Vor einigen Tagen hat Toby gefühlt stundenlang geschmökert, während Sofie mit einer Freundin Tischtennis gespielt hat. Die beiden haben sich über ihn amüsiert, aber nicht böswillig, eher wohlwollend. Durch das ebenerdige Fenster konnte er den grünen Rasen des Gartens und den blauen Himmel sehen, und einige Streifen Sonnenlicht fielen in den Raum, genau in die Ecke auf das kleine Sofa, auf dem er es sich gemütlich gemacht hatte, um zu lesen. Das Lachen der Mädchen und das Klackern der Ballwechsel waren weit weg. Er hat sich gefragt, wie lange er brauchen würde, um all diese Comics zu Ende zu lesen. Vielleicht ein ganzes Leben lang.

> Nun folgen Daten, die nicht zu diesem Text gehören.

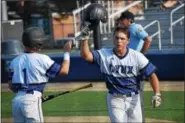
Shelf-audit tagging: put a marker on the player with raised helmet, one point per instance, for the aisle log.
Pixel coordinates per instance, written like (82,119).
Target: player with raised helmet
(28,74)
(139,40)
(123,69)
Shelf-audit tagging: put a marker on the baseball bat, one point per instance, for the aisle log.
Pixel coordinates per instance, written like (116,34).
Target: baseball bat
(52,96)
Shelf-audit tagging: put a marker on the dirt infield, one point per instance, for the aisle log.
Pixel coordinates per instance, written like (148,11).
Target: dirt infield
(100,86)
(97,86)
(85,119)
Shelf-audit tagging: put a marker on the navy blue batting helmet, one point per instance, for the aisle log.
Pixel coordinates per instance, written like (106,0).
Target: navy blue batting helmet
(34,37)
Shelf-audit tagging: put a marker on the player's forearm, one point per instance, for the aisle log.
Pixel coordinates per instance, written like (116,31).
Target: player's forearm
(146,45)
(85,51)
(154,83)
(65,67)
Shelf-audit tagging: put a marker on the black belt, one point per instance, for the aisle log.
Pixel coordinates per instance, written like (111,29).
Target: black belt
(126,95)
(29,91)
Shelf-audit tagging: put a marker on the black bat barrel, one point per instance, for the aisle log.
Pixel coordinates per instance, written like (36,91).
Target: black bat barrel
(97,37)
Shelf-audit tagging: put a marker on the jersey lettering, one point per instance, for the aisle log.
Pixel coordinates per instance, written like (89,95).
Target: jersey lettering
(121,69)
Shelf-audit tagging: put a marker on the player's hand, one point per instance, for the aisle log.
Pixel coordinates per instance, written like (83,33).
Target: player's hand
(156,100)
(85,30)
(68,46)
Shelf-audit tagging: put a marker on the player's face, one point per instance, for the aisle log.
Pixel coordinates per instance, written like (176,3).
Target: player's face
(124,22)
(120,41)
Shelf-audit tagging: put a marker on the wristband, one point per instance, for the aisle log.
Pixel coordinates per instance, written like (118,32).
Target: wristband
(157,94)
(67,56)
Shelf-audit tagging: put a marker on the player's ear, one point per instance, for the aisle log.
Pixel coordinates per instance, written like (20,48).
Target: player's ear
(128,41)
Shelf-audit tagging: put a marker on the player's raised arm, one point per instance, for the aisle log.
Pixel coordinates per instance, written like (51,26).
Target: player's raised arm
(146,45)
(66,62)
(84,47)
(156,98)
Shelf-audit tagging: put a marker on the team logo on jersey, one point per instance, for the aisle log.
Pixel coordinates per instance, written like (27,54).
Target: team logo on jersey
(139,30)
(120,69)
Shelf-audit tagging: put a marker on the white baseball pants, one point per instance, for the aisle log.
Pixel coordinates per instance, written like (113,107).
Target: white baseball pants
(27,108)
(124,109)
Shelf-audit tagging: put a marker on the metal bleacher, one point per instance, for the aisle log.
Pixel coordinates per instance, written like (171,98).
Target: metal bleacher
(163,40)
(163,16)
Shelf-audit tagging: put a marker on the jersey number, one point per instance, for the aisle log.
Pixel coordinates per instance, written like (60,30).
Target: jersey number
(25,74)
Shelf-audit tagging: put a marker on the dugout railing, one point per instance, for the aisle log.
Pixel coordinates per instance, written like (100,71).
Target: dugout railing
(172,23)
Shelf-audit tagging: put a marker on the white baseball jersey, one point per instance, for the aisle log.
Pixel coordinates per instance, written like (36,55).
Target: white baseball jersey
(32,69)
(123,74)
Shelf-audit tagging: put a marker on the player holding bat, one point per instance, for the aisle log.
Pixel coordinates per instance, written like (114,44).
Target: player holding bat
(28,74)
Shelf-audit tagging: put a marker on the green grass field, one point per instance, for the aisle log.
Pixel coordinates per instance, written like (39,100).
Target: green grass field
(91,103)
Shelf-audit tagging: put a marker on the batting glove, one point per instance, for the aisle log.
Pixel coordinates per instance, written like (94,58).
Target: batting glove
(85,30)
(156,100)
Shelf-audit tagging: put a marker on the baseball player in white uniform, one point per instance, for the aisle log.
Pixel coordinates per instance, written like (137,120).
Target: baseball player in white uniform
(123,70)
(28,74)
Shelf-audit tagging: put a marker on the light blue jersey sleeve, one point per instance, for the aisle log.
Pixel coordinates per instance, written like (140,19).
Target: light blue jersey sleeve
(137,35)
(146,68)
(96,57)
(140,32)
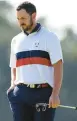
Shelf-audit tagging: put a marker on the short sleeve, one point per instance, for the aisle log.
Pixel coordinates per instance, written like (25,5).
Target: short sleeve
(54,48)
(12,56)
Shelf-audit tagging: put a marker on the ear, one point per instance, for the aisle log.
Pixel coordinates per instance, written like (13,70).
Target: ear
(34,16)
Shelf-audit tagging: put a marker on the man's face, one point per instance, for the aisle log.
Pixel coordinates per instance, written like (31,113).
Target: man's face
(24,19)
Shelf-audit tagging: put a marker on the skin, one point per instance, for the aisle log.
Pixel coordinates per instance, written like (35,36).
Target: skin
(28,22)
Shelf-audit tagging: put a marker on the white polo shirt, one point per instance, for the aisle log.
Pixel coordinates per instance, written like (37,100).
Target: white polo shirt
(34,55)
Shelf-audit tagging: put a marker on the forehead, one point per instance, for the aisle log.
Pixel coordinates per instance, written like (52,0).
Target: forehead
(22,13)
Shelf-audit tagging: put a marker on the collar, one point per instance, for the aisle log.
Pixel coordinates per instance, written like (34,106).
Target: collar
(36,29)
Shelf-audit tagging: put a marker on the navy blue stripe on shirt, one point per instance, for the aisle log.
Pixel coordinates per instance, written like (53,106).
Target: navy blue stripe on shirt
(32,53)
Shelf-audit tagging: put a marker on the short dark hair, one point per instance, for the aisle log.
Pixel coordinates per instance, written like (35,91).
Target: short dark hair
(28,6)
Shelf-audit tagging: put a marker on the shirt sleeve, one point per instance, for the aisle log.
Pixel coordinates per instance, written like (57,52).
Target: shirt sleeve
(54,48)
(12,56)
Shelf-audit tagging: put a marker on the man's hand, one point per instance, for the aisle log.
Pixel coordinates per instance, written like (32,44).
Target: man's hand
(54,101)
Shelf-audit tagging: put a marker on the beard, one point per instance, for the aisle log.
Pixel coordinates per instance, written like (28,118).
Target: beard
(27,27)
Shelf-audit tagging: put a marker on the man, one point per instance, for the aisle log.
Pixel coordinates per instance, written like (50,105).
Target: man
(36,68)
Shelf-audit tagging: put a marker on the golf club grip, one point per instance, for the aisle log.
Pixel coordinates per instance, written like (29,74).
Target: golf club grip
(63,106)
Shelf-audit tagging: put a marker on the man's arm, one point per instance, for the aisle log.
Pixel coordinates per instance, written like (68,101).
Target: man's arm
(58,76)
(54,100)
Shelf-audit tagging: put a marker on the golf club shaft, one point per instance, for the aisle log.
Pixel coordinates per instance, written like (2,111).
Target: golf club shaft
(63,106)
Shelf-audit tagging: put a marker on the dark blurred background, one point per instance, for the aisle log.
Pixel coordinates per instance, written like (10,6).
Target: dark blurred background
(69,46)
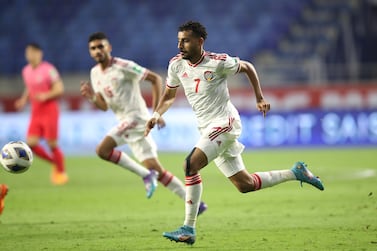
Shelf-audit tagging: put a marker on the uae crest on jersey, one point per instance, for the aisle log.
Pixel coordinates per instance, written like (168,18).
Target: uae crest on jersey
(209,75)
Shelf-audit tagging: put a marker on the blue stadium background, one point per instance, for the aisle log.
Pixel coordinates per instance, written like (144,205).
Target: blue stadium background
(145,30)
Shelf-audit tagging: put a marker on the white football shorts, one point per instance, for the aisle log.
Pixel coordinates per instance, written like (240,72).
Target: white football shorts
(142,147)
(219,143)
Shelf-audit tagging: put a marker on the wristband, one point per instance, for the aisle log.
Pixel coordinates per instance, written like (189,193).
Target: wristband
(93,99)
(156,115)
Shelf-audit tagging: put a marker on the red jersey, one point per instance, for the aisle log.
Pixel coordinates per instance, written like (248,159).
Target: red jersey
(39,80)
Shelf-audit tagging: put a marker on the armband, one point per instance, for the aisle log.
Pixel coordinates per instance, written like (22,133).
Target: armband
(93,99)
(156,115)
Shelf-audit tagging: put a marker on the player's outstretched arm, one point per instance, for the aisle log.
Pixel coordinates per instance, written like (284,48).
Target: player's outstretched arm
(156,82)
(166,101)
(96,98)
(247,68)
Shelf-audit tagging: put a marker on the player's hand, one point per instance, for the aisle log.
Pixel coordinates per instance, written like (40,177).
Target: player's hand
(161,123)
(149,126)
(86,90)
(263,106)
(20,103)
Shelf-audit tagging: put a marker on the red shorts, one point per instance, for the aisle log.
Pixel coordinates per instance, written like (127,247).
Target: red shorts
(44,124)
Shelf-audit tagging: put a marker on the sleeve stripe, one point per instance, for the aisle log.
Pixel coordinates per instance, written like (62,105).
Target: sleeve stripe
(145,74)
(172,87)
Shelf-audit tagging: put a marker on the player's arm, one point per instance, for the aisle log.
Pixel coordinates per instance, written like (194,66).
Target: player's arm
(247,68)
(57,90)
(21,102)
(166,101)
(156,82)
(96,98)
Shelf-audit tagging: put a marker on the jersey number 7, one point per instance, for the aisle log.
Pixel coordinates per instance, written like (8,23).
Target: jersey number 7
(197,80)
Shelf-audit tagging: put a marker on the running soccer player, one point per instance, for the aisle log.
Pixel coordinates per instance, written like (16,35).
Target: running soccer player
(115,85)
(43,88)
(3,193)
(203,76)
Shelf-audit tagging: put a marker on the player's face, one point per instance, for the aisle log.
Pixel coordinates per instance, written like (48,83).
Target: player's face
(33,56)
(100,50)
(190,46)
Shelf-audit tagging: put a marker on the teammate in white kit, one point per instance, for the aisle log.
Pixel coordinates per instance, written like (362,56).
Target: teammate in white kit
(203,76)
(115,84)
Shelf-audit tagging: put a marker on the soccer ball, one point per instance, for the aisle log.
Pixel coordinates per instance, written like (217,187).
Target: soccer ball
(16,157)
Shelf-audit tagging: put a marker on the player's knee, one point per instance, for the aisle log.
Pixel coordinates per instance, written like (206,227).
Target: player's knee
(245,187)
(102,152)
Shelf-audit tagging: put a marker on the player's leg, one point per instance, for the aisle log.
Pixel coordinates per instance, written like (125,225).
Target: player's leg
(170,181)
(106,151)
(145,151)
(195,161)
(33,138)
(3,193)
(50,133)
(234,169)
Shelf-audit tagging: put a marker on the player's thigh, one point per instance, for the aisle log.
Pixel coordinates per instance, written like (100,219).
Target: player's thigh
(50,127)
(34,131)
(145,150)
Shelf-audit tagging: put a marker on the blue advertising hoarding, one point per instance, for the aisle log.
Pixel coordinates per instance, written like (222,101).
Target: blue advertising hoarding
(80,132)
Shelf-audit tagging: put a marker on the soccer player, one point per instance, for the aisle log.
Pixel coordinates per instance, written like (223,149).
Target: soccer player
(43,88)
(3,193)
(115,85)
(203,76)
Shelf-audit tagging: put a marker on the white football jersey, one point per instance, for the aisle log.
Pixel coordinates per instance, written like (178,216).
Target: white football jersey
(119,84)
(205,85)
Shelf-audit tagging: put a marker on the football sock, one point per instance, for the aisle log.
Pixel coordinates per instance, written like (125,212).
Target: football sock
(268,179)
(194,190)
(123,160)
(41,152)
(173,184)
(58,159)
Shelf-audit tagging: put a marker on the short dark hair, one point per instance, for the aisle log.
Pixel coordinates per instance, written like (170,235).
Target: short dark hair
(197,29)
(97,36)
(34,45)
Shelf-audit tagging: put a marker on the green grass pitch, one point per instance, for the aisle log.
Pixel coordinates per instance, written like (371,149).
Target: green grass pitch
(104,207)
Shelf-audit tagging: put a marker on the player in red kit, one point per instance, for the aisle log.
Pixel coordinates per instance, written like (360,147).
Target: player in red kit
(43,88)
(3,192)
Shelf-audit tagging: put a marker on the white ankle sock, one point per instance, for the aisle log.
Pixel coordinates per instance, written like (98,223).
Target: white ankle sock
(194,190)
(271,178)
(173,184)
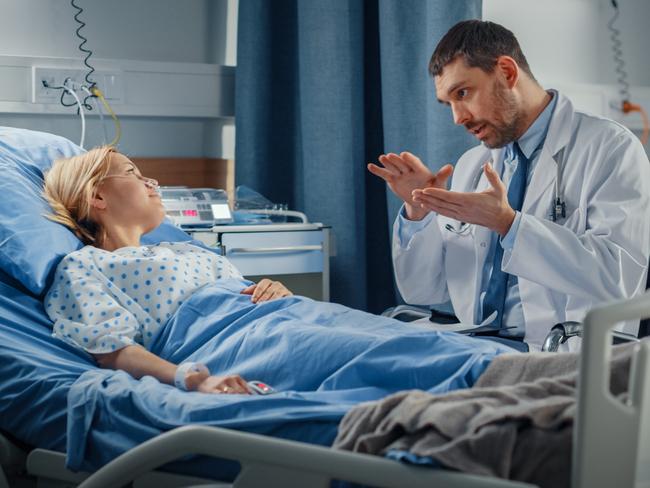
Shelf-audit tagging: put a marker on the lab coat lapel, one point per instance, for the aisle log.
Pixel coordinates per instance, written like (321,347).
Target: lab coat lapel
(483,235)
(546,168)
(544,175)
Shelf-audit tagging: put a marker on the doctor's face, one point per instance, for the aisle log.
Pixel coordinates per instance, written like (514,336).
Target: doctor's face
(480,101)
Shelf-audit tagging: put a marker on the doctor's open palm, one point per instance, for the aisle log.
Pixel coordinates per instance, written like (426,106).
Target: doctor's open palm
(404,173)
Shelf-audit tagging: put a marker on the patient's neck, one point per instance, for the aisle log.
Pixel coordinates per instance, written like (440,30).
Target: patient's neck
(116,238)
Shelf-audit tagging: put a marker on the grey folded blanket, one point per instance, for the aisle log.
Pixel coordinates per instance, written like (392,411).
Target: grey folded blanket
(515,423)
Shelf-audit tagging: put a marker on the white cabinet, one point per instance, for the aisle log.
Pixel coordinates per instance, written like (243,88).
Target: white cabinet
(295,254)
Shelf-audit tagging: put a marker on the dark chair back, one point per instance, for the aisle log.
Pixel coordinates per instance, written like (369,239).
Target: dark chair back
(644,326)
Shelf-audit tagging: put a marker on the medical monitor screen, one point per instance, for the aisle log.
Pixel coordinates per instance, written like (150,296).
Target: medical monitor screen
(221,212)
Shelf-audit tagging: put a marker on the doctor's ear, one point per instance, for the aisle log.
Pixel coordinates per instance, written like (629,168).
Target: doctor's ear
(508,69)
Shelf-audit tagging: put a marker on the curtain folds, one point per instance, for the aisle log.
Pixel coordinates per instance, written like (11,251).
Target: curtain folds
(322,88)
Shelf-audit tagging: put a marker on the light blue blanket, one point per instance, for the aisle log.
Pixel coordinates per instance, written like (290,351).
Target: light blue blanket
(322,358)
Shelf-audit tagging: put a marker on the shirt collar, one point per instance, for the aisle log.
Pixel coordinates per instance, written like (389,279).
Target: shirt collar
(534,137)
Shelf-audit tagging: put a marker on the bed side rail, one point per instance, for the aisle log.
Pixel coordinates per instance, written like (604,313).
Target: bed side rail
(612,439)
(268,461)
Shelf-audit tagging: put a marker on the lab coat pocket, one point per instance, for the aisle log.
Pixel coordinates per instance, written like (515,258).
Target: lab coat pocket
(575,220)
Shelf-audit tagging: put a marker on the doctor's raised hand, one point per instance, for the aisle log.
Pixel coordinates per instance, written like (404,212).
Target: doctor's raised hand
(405,173)
(488,208)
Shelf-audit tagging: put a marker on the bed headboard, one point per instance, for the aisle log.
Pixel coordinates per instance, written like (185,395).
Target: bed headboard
(191,172)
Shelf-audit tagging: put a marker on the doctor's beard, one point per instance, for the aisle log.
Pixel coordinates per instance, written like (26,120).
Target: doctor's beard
(507,117)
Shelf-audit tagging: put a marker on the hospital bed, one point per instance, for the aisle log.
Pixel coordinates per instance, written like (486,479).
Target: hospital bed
(611,440)
(622,460)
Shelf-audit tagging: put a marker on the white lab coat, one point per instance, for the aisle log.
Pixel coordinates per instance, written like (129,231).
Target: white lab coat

Ihm schießt der Gedanke durch den Kopf, was danach sein wird. Nach dem Referat. Schon übermorgen wird er es halten. Und dann? Welchen Grund kann er dann noch anführen, bei Sofie vorbeizuschauen? Dass er gerne in den Comics blättern wolle? Aber das wäre nicht ganz ehrlich, eigentlich würde er vor allem gerne wiederkommen, um Sofie zu treffen.
Sofies Mutter schenkt Limonade nach, und der Gedanke ist eingerastet, lässt sich nicht wegschieben.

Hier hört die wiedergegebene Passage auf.